Constructing one-forms on a Riemann surface using the uniformization theorem

I found this statement about proving the existence of one-forms on a Riemann surface in an answer on MathOverflow:

This deep fact is essentially the same as the uniformization theorem. The problem is how to construct at least one holomorphic or meromorphic form with prescribed singularity. All known proofs use some Analysis, and none of them is simple. Once you have Uniformization, it is easy to construct holomorphic forms.

Why is this easy? Uniformization tells us that any Riemann surface has a universal cover that is $\mathbb D$, $\mathbb C$, or $\mathbb P^1$. It is easy to transfer forms from the base space to the covering space by pulling back.
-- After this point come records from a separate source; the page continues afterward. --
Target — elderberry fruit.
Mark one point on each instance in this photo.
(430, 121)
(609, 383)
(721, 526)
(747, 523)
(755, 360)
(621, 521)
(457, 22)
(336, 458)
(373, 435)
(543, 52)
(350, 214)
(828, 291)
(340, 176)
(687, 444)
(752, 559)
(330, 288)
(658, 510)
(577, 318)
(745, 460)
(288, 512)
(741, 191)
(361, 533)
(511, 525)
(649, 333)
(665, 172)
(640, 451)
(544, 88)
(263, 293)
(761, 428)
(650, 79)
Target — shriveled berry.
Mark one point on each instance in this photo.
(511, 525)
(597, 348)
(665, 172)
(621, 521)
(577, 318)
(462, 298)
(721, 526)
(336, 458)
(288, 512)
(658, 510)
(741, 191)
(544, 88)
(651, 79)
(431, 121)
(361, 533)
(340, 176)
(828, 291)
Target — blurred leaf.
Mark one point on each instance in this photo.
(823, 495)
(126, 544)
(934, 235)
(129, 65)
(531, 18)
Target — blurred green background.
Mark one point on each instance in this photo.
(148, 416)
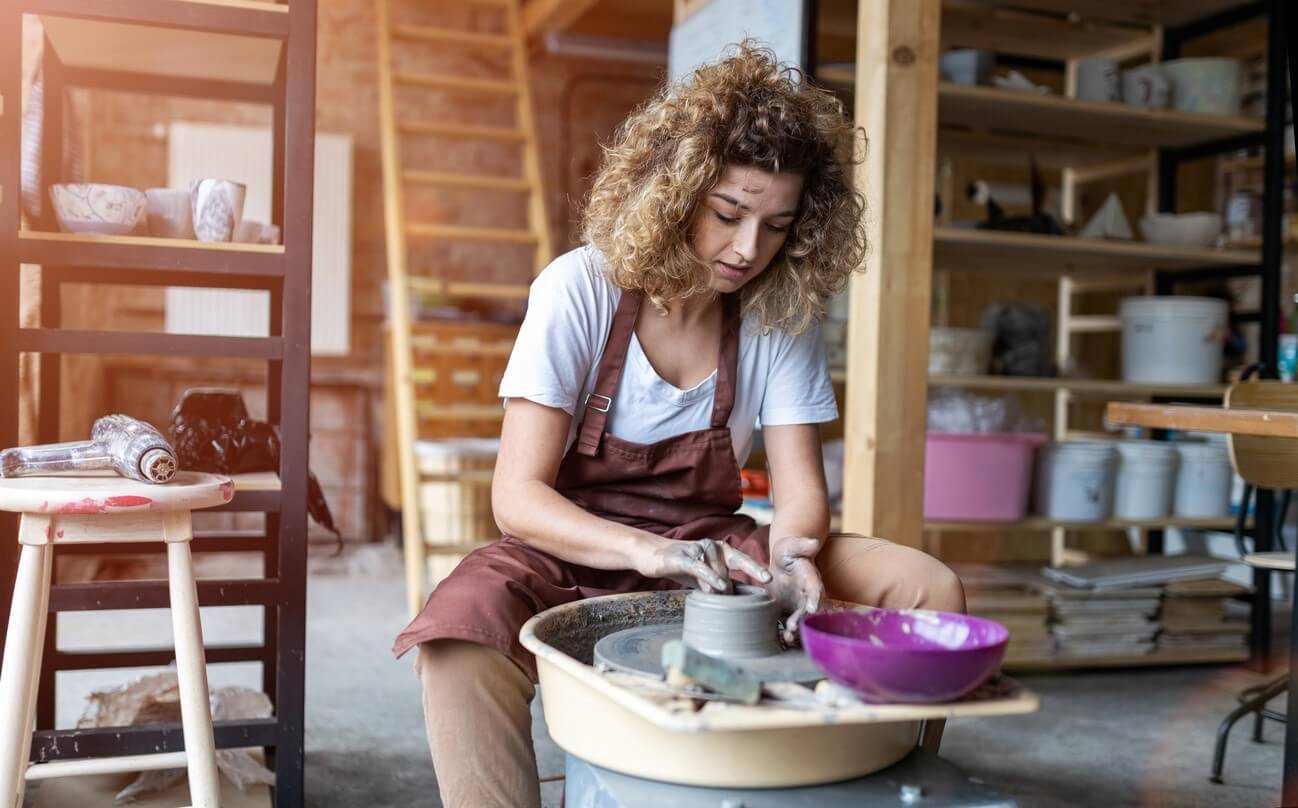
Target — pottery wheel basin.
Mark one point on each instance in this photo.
(613, 728)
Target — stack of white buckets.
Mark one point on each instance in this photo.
(1133, 479)
(1166, 340)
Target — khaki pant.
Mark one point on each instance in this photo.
(477, 700)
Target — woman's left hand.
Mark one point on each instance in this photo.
(795, 581)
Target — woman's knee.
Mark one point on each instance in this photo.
(458, 667)
(878, 572)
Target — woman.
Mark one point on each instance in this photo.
(721, 222)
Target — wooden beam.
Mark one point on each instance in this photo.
(544, 16)
(897, 48)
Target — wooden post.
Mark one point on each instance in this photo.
(897, 48)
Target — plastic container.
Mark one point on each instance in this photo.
(1203, 481)
(958, 351)
(1146, 478)
(1075, 481)
(454, 500)
(1172, 340)
(978, 477)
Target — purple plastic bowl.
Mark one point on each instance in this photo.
(905, 655)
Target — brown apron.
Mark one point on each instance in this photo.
(682, 487)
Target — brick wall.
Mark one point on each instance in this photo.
(578, 103)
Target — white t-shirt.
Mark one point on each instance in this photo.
(782, 379)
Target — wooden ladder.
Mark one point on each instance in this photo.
(405, 373)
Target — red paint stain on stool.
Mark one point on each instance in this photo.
(127, 502)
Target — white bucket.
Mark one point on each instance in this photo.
(1075, 481)
(1172, 340)
(1203, 482)
(1146, 479)
(958, 351)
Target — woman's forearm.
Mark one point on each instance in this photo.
(536, 513)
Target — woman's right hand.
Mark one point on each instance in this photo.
(705, 561)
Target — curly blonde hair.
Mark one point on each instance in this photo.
(748, 111)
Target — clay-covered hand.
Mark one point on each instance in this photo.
(796, 582)
(705, 561)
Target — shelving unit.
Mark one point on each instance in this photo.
(218, 50)
(907, 109)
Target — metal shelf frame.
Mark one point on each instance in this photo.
(284, 273)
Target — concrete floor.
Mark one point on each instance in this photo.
(1101, 738)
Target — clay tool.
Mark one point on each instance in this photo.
(684, 664)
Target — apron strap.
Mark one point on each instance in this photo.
(595, 409)
(727, 361)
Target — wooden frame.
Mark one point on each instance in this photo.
(897, 44)
(290, 90)
(409, 407)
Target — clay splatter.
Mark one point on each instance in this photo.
(86, 505)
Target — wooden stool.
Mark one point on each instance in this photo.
(101, 511)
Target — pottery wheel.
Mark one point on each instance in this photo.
(640, 651)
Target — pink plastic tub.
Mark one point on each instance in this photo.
(978, 477)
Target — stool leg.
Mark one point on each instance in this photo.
(192, 673)
(18, 677)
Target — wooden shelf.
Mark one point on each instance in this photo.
(256, 481)
(146, 252)
(966, 248)
(1081, 387)
(1041, 524)
(1013, 31)
(216, 40)
(1140, 660)
(1145, 12)
(1052, 116)
(1253, 164)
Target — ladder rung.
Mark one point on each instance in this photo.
(458, 83)
(470, 477)
(453, 289)
(462, 233)
(1094, 324)
(423, 33)
(461, 130)
(467, 181)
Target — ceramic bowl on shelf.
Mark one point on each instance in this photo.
(95, 208)
(169, 212)
(217, 208)
(1181, 229)
(905, 655)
But how do we use the covering map to construct forms with prescribed singularities on the base space?

Solution 1:

Note that the quote does not talk about one-forms, just about forms. Concentrating on the hyperbolic case, if the surface is $\mathbb{D}/\Gamma$, where $\Gamma$ is a group of Möbius transformations acting freely and properly discontinuously on $\mathbb{D}$, then it is easy to show that $\sum_{\gamma \in \Gamma} |\gamma'(z)|^2$ converges locally uniformly in $\mathbb{D}$ (essentially because $\mathbb{D}$ has finite Euclidean area.) Then the function $$ F(z) = \sum_{\gamma\in\Gamma} \frac{\gamma'(z)^2}{\gamma(z)} $$ is meromorphic in $\mathbb{D}$ and satisfies $F(\gamma(z)) \gamma'(z)^2 = F(z)$ for all $z \in \mathbb{D}$ and $\gamma \in \Gamma$. Furthermore, it has simple poles on the $\Gamma$-orbit of $0$. This shows that $F$ defines a meromorphic quadratic differential form on $\mathbb{D}/\Gamma$ with one singularity.

It is now easy to modify this construction to move the singularity to any other point, and a quotient of two such quadratic differentials with singularities at different points will give a non-constant meromorphic function.